Opção criativa

Leila Silveira e Délcio Fortes
19/01/2019 às 06:16.
Atualizado em 05/09/2021 às 16:07

Reza a lenda egípcia que a psicostasia ou julgamento dos mortos ocorre sob a forma do Tribunal de Osiris, cujo ápice é a pesagem do coração do recém-finado em uma balança. Se o coração pesar mais que uma pluma o morto é condenado, impedido de seguir viajem rumo ao almejado paraíso e em seguida entregue a um monstro que o devora. A crença estimulava os cidadãos egípcios a praticarem boas obras e a desenvolver as virtudes do espírito, ou seja, quanto mais leve fossem as almas, maior chance teriam de experimentar a grande jornada e, quem sabe, chegar até ao paraíso. Creio que nos dias atuais, pouquíssimas pessoas passariam por este teste post-mortem...

A cada dia que passa somos levados a um tipo de vida voltada para a competitividade, realização material, acumulação de bens, exercício da intolerância, egoísmo, inveja, indiferença, violência e estresse.

Nossos corações estão sobrecarregados com tantas preocupações imediatistas, tantas atividades rotineiras e cansativas que perdemos a capacidade de nos sensibilizar, de nos acariciar, de nos livrar das tralhas que amealhamos nas lutas diárias...

Relações conflitantes, contas a pagar, metas ambiciosas, desejos reprimidos, sonhos extravagantes, hábitos consumistas, dietas intoxicantes, paixões desmedidas, pressa excessiva, ritmo feroz, trânsito caótico, diálogos truncados, interesses contrariados, carreiras ameaçadas, convivências destrutivas, abafadas e mal resolvidas pelo antidepressivo nosso de cada dia, pela dose extra no final da noite, pela insônia recorrente, pela gastrite persistente, pelo sexo desenfreado, pela ditadura do espelho, pelo saldo bancário, pela busca incansável do corpo idealizado. Nos dias de hoje ninguém escapa das garras desse roteiro maluco, mas há os que o ajudam a se tornar mais pesado ainda.

Existem pessoas especialistas em deixar a existência mais onerosa, a personalidade mais carregada, os remédios mais tarja- preta, as angústias mais nebulosas, copo de fel mais transbordante, impaciência mais afiada, postura mais agressiva e humor mais negro.
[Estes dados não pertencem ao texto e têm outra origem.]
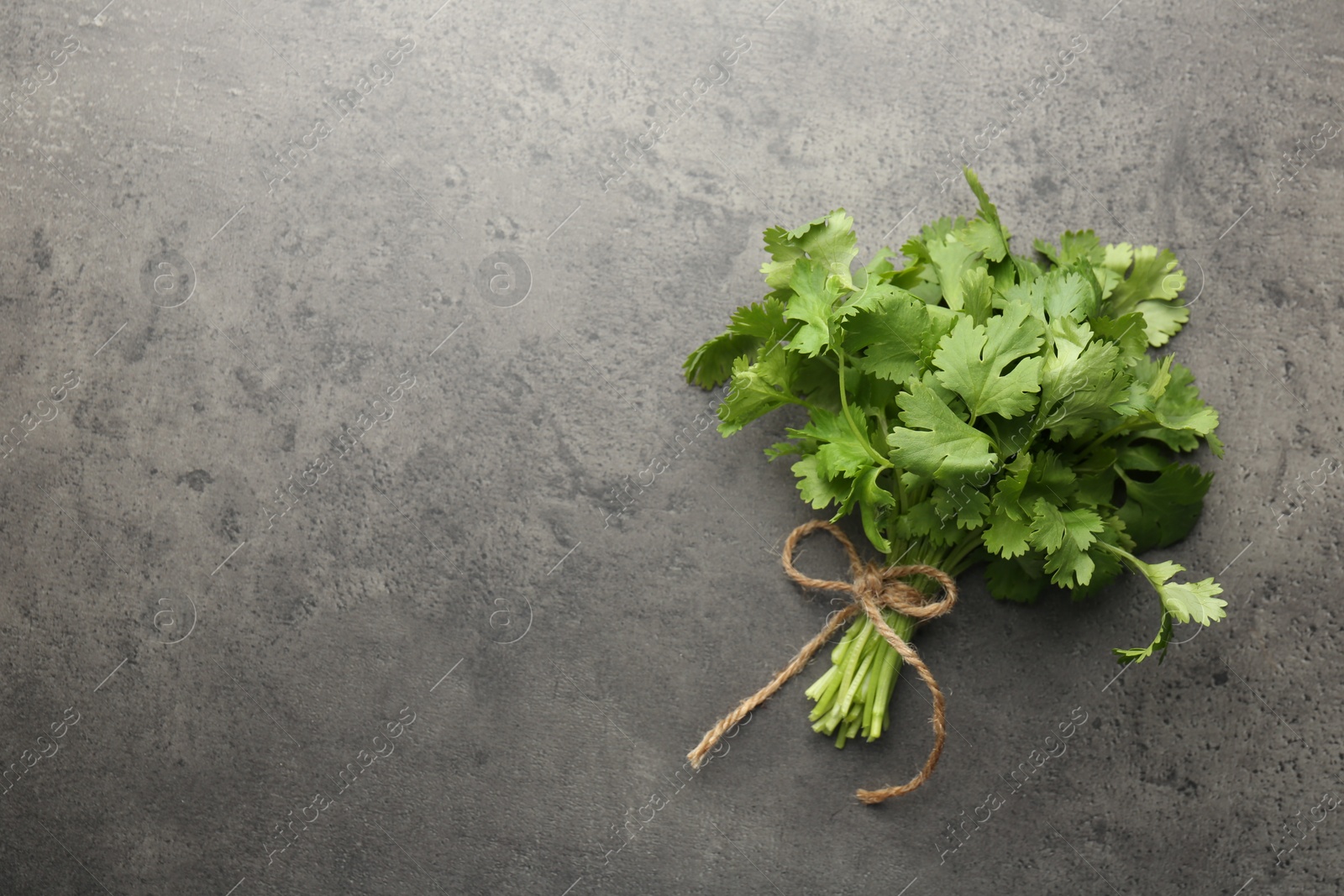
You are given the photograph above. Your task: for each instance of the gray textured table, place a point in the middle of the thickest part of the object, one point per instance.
(329, 331)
Sabemos que a vida de ninguém é um mar de rosas, nem que devamos brincar de Polianas da ingenuidade, mas um pouco mais de gentileza, de alegria, de solidariedade, de otimismo, de delicadeza, de empatia torna nossas dificuldades mais palatáveis, nossos desafios mais amenos, nossos relacionamentos mais agradáveis, nossa esperança mais radiante, nossa presença mais influente e agregadora. Ter ânimo afasta lamúrias e lamentações que envenenam o cérebro e sabotam nosso progresso.

Ter leveza afugenta o baixo astral, melhora a autoestima, espantando nossa tendência suicida de dramatizar a vida, de valorizar os obstáculos, de dar tons muito fortes às emoções negativas, fruto de nossos pensamentos equivocados, alimentados pelo medo, pela superstição e ansiedade.

Da mesma forma que aprendemos a ser deprimidos, amargos, tensos, rudes e atordoados, podemos aprender também a tirar nossas velhas mochilas das costas, a tirar o peso de nossos ombros, as dores de nossa cabeça, o chumbo de nossos pés, eliminando gorduras mentais, excessos comportamentais, volúpia tecnológica, drogas sociais, esquizofrenia urbana, medo de assalto, de estranhos, de abusos, de beligerância, de solidão... Afinal ser leve é opção criativa, desafio existencial, um estilo corajoso de viver!